SAN FRANCISCO: Shares in Facebook parent Meta surged Wednesday after the internet titan reported it made a profit of $5.7 billion in the first quarter of this year, beating forecasts after a massive wave of cost-cutting and layoffs.
The profit came on revenue of $28.6 billion and as the number of people using Facebook every month grew to just shy of three billion, an earnings report showed.
“We had a good quarter and our community continues to grow,” said Mark Zuckerberg, Meta founder and CEO.
“We’re also becoming more efficient so we can build better products faster and put ourselves in a stronger position to deliver our long-term vision.”
Zuckerberg, who has called 2023 the “year of efficiency,” added that artificial intelligence being used at Meta is “driving good results” across its business.
Meta shares soared nearly 12 percent to $233.94 in after-market trades that followed the release of the earnings figures.
The company said the number of advertisements shown across its “family of apps” that includes Instagram increased 26 percent from the same period a year earlier, but the average price per ad slipped.
The tech titan ended March with its headcount of employees down to 77,114, with more staffing cuts in the works, Meta reported.
Tech companies across the United States have been laying off workers this year as a reckoning across the sector that started last year continues into 2023.
Facebook has taken the most aggressive track among US big tech firms to downsize its staff and has slashed almost a quarter of its global workforce, more than 20,000 jobs in just a few months.
“The year of efficiency is off to a stronger-than-expected start for Meta,” said Insider Intelligence principal analyst Debra Aho Williamson.
“In this economic environment – and after the disaster that was 2022 – three percent year-over-year revenue growth is an accomplishment,” she added.
Meta had suffered a rough 2022 amid a souring economic climate, which forced advertisers to cut back on marketing, and Apple’s data privacy changes, which have reduced leeway for ad personalization.
Zuckerberg has referred to last year as “a humbling wake-up call” and said it would be wise to “prepare ourselves for the possibility that this new economic reality will continue for many years.”
The company is also under pressure for making a huge gamble on the metaverse, the world of virtual reality that Meta believes will be the next frontier online.
This to date has proved to be a bad bet with customers so far unenthused by the technology and artificial intelligence, as epitomized by Microsoft-backed ChatGPT, grabbing the attention.
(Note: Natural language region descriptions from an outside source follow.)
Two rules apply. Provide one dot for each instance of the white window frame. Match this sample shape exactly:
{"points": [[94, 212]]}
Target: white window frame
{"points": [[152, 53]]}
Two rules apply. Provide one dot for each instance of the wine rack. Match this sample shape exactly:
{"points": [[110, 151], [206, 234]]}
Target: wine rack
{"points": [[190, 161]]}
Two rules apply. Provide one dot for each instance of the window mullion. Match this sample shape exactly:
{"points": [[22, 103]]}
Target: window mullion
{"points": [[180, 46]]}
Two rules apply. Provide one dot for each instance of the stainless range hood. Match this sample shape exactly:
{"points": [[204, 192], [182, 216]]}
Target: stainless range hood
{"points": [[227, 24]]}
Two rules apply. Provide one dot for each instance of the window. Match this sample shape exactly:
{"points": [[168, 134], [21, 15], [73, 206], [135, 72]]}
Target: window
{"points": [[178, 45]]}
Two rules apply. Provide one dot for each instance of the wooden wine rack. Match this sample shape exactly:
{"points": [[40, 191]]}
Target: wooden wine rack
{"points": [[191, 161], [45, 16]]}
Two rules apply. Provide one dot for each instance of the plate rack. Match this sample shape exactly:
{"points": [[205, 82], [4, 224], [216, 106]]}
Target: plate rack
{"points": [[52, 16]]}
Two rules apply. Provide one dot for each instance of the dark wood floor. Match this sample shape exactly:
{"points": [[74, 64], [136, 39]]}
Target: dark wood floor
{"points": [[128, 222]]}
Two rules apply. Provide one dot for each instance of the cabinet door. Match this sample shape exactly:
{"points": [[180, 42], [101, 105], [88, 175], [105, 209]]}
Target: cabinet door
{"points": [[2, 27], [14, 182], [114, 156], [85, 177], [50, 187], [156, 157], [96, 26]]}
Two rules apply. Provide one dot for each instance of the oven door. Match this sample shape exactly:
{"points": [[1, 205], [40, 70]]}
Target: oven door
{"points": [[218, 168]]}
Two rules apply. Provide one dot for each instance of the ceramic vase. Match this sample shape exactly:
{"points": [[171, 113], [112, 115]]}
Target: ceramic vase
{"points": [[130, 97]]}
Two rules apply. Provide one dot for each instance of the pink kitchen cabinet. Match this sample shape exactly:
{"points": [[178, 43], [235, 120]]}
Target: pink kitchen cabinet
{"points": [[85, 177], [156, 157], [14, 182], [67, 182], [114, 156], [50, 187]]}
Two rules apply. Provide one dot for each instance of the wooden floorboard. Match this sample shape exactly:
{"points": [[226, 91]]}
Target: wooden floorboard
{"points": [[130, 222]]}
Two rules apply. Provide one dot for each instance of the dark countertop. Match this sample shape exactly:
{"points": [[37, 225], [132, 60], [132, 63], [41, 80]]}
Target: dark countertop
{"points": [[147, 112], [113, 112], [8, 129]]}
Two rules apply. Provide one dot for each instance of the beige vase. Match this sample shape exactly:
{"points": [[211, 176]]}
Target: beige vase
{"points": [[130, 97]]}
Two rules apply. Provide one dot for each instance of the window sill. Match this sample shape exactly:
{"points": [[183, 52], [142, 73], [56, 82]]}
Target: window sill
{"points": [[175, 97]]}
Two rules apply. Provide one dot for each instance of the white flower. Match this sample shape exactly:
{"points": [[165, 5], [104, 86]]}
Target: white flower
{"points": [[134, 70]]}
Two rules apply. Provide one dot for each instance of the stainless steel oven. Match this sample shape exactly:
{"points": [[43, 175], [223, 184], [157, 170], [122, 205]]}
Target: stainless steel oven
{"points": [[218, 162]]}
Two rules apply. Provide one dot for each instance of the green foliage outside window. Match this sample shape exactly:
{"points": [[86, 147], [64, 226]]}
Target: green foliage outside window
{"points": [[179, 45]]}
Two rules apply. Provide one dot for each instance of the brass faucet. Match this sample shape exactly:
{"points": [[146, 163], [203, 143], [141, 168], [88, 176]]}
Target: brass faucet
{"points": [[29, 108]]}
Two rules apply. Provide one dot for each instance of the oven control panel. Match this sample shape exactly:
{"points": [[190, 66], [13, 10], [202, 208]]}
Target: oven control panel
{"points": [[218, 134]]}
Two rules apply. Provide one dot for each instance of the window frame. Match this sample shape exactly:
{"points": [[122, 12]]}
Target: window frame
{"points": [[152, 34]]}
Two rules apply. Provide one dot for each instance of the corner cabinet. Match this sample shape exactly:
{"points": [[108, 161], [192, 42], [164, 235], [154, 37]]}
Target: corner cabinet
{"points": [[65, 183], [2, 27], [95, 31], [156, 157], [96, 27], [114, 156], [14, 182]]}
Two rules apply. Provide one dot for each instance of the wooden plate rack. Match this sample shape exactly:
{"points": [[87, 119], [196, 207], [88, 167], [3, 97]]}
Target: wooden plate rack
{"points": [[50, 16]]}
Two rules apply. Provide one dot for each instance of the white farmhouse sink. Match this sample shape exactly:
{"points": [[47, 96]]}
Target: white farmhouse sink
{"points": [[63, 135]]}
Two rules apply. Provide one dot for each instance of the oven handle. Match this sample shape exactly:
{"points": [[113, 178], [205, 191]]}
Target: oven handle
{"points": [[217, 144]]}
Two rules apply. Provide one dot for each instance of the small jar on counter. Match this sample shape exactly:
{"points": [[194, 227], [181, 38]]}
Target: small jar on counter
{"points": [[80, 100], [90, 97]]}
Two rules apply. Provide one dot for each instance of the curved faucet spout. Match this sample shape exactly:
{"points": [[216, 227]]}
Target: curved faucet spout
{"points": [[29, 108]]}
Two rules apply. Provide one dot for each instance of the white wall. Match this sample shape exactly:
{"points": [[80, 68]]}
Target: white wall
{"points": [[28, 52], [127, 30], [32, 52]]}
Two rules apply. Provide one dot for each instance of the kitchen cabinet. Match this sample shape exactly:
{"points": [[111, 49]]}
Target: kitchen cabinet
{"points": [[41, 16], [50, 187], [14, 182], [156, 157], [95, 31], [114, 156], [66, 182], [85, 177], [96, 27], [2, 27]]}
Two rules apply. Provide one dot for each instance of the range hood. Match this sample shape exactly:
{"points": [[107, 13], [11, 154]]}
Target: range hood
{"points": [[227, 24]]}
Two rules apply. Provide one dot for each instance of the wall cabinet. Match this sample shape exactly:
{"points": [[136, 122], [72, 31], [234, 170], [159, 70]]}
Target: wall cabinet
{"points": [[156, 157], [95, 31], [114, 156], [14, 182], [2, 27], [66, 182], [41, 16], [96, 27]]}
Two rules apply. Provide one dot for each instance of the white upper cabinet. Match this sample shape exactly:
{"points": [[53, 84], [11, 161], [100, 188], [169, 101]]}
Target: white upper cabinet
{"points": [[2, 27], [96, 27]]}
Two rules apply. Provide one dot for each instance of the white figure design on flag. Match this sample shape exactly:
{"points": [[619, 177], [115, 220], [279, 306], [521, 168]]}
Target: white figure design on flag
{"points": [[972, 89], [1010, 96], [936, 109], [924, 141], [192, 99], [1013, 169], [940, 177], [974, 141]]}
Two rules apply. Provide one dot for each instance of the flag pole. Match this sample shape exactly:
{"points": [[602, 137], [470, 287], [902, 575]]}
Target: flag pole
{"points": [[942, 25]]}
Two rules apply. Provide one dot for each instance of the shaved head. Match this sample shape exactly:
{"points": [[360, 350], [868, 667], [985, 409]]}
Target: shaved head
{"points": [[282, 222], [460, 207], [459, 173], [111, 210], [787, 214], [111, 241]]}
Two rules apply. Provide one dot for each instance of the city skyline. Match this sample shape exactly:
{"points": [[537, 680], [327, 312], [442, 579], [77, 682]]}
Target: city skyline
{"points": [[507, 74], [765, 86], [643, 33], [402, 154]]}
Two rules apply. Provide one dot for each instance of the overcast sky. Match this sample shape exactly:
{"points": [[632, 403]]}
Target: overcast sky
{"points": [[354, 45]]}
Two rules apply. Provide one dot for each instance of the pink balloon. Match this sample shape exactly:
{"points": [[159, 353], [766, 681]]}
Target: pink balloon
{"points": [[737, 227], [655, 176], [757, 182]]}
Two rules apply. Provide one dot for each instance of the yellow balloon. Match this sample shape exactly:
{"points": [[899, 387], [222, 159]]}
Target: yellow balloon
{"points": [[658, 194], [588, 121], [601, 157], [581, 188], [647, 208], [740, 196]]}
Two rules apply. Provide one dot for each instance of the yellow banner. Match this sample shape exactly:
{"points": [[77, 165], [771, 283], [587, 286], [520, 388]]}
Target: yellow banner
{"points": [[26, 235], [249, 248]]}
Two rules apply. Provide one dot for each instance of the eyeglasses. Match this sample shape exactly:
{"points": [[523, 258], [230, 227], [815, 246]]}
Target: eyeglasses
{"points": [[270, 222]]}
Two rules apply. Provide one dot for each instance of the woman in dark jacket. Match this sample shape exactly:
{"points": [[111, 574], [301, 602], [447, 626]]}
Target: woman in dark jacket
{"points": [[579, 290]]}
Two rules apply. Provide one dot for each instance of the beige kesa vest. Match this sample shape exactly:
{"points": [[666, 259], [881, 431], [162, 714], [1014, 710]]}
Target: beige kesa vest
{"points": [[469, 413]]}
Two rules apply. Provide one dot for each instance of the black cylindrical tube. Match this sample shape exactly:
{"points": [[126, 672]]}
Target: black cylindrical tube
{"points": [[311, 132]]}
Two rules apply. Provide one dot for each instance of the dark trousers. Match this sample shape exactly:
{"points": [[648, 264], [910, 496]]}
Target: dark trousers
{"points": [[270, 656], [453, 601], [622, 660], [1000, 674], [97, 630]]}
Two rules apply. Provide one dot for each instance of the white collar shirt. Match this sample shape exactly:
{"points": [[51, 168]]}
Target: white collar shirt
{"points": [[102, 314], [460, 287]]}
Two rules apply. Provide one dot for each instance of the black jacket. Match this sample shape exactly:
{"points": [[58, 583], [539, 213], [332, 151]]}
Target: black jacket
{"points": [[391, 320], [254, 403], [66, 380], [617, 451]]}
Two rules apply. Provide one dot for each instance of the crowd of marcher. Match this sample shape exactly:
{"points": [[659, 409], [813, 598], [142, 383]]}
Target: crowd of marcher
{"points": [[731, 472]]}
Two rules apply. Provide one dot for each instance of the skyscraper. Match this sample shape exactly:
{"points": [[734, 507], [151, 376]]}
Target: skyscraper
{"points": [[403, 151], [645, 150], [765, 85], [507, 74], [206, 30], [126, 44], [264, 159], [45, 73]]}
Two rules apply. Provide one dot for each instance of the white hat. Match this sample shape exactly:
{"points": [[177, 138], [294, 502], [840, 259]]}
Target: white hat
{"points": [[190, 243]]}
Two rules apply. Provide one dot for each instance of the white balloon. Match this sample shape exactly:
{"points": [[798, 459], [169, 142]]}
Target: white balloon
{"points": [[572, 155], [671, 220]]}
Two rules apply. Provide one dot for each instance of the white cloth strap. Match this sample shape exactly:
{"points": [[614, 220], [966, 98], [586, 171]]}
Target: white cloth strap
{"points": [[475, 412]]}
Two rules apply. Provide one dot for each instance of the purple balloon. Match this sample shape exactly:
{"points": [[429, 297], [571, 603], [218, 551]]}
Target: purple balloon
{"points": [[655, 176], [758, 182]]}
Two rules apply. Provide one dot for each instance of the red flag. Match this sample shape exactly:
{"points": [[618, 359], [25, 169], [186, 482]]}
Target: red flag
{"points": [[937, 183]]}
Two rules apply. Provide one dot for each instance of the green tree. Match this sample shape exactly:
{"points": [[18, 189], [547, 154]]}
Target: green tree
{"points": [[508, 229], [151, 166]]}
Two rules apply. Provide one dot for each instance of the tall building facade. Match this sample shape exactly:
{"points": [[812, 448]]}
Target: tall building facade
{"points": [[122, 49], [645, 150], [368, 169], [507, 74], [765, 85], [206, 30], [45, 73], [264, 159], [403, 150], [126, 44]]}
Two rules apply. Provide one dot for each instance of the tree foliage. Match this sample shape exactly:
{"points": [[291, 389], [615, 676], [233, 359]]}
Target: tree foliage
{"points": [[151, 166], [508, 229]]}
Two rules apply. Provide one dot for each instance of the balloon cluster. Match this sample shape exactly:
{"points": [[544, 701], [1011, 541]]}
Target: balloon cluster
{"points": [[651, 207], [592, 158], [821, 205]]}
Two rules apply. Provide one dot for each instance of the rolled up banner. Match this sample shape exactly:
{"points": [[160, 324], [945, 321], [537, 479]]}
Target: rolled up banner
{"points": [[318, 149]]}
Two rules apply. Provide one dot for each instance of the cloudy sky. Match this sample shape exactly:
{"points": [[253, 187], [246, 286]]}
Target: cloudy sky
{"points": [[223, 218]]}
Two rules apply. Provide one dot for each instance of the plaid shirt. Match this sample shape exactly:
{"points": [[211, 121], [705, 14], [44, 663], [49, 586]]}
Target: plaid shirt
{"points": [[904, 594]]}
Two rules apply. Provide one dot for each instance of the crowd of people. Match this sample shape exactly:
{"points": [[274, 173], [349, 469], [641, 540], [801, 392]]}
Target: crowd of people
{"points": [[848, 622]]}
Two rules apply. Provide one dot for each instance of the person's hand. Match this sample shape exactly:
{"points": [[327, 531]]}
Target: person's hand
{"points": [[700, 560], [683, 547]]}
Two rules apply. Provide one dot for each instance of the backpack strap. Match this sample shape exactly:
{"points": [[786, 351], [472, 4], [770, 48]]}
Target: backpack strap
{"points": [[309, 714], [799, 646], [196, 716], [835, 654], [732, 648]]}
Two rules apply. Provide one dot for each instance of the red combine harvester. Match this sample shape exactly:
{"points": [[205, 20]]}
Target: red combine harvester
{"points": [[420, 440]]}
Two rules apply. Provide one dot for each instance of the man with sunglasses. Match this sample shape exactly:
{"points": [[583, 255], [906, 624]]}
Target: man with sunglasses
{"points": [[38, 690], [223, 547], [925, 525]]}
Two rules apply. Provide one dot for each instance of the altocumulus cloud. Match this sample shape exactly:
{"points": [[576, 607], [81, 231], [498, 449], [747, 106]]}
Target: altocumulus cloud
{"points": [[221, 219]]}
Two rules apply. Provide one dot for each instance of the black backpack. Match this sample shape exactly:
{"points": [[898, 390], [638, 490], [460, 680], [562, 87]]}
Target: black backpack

Meta’s Reality Labs, the division underpinning its metaverse ambitions, reported an operating loss of nearly $4 billion, a cash bleed that will rattle investors.
“Building the metaverse is a long-term project,” Zuckerberg said on an earnings call.
Meta will release a new model of its Quest virtual reality headset for consumers later this year, according to Zuckerberg.
“I’m really excited to show the world all of the improvements and new technology that we have developed,” the Meta chief said on the earnings call.
Zuckerberg said that along with the metaverse, artificial intelligence is another “major technological wave” being ridden by the tech titan.
AI is put to work handling content and security as well as in Meta’s ad platform, and ChatGPT-style innovations are enabling whole new classes of products and experiences, according to the chief executive.
“The work happening now is going to impact every single one of our apps and services,” Zuckerberg said of AI.